The overall differences in metabolites among the three groups of sausages are shown in Fig. 7c. The metabolites of the three groups of sausages were uniformly distributed in different regions, with good repeatability of metabolites within groups and greater variability of sausages between groups. The PLS-DA model indicates a significant difference in metabolites among the three groups of sausages. The most significant metabolic differences in the fermentation of binary and ternary pork crossbred sausages in comparison with Pure Bamei pork sausage focused on lipid metabolism, which is consistent with the results of the changes in the composition of MUFAs and PUFAs in crossed pork sausages during fermentation.
KEGG pathway enrichment analyses are shown in Fig. 2S and Fig. 3S. The results further revealed that the differential metabolite pathways between binary pork and Pure Bamei pork sausages were involved in sesquiterpene biosynthesis, leucine biosynthesis, and fatty acid elongation processes. The differential metabolite pathways between ternary pork and Pure Bamei pork sausages were mainly associated with linoleic acid metabolism, sesquiterpenes and triterpenes, and unsaturated fatty acid biosynthesis. PUFAs, such as linoleic acid, which are abundant in foods, play key roles in inflammation regulation, cellular signaling, and metabolic functions (Badawy et al., 2023). Additionally, ethyl acetate, amyl furan esters, siderophores, and terpenes are important flavor compounds in sausages, significantly contributing to their flavor profile (Zhang et al., 2020).

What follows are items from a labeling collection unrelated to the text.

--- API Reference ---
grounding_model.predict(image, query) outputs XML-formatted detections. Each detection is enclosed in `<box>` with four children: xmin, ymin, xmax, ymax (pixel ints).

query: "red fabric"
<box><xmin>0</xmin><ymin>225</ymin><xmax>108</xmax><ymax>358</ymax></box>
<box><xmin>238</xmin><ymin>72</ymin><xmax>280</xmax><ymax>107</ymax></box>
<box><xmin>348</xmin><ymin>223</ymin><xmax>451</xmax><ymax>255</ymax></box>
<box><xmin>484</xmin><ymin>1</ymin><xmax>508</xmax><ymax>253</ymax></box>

In the comparative metabolite analysis between ternary crossbred pork and Pure Bamei pork sausages, a significant increase in the content of phosphorylated mevalonic acid (MVPP) was observed. MVPP is a crucial intermediate in the synthesis of terpene precursors isopentenyl diphosphate (IPP) and dimethylallyl diphosphate (DMAPP), which play a significant role in the biosynthesis of terpenoids (Wang et al., 2023). The elevation of MVPP content is contribute to the generation of terpenes (Bian et al., 2017). In the detection of volatile flavor compounds, specific terpenoid compounds were detected only in the ternary crosscred pork sausages with elevated MVPP content. The MVPP pathway originates from acetyl-CoA (Tetali, 2019), a central metabolite generated through fatty-acid metabolism. The terpenoid production pathway is speculated in Fig. 7d. The higher content of PUFAs in ternary crossbred pork sausages, which are easily oxidized due to their numerous unsaturated double bonds to generates acetyl-CoA, providing a foundation for the synthesis of MVPP. MVPP then synthesizes IPP and DMAPP, the common precursors for all terpenes. The condensation of these compounds can form various monoterpene precursors, which can synthesize different monoterpene compounds, such as sabinene, terpinolene, as well as cedrene, cedarene, and other sesquiterpenes.
The relationship between microbial communities, sensory scores, and fatty acids as well as volatile compounds
3.8
The quality and flavor of sausage is closely related to the microbial communities during sausages fermentation. The correlation between various physicochemical indexes and fatty acid composition as well as volatile compounds of the three groups of sausages is shown in Fig. 8. An OPLS-DA (Orthogonal Partial Least Squares Discriminant Analysis) model was constructed to conduct joint analyses with the top ten bacterial genera in terms of abundance and volatile flavor compounds with VIP values ≥1, fatty acids, and textural parameters.Fig. 8. The correlation between microorganisms and sausage sensory scores, texture characteristics, fatty acids, and volatile compounds. Blue indicates a positive correlation, red indicates a negative correlation, and the deeper the color, the stronger the correlation. (For interpretation of the references to color in this figure legend, the reader is referred to the web version of this article.)Fig. 8
The textural properties of sausages, including hardness, elasticity, and chewiness, exhibit a positive correlation with sensory scores. In terms of fatty acid composition, linoleic acid, linolenic acid, and arachidonic acid are positively correlated with sensory evaluation, while oleic acid and myristic acid are negatively correlated with sensory scores. Compared to pure Bamei pork sausages, the most prominent metabolic changes in crossbred pork sausages during fermentation are concentrated in lipid metabolism, with a significant increase in PUFAs content. This is one of the reasons for the marked improvement in their aroma sensory scores. Among volatile flavor compounds, aldehydes such as citral and alcohols such as n-pentanol show a negative correlation with sensory scores, as do the caprylic acid and lauric acid. Ethyl sorbate and ethyl stearate are positively correlated with sensory scores. Most of the terpene volatiles, such as cedrene were positively correlated with sensory scores, as were chrysanthenone and 2-pentylfuran. The hardness and chewiness of sausages made from ternary crossbred pork were higher, PUFAs, especially linoleic acid, was the highest among three sausages. Additionally, the content of sesquiterpenoids such as linolenic acid, arachidonic acid, and cedrene in ternary crossbred sausages is significantly increased. All of the above were positively correlated with sensory scores, endowing sausages of ternary crossbred pork with a unique flavor profile and quality.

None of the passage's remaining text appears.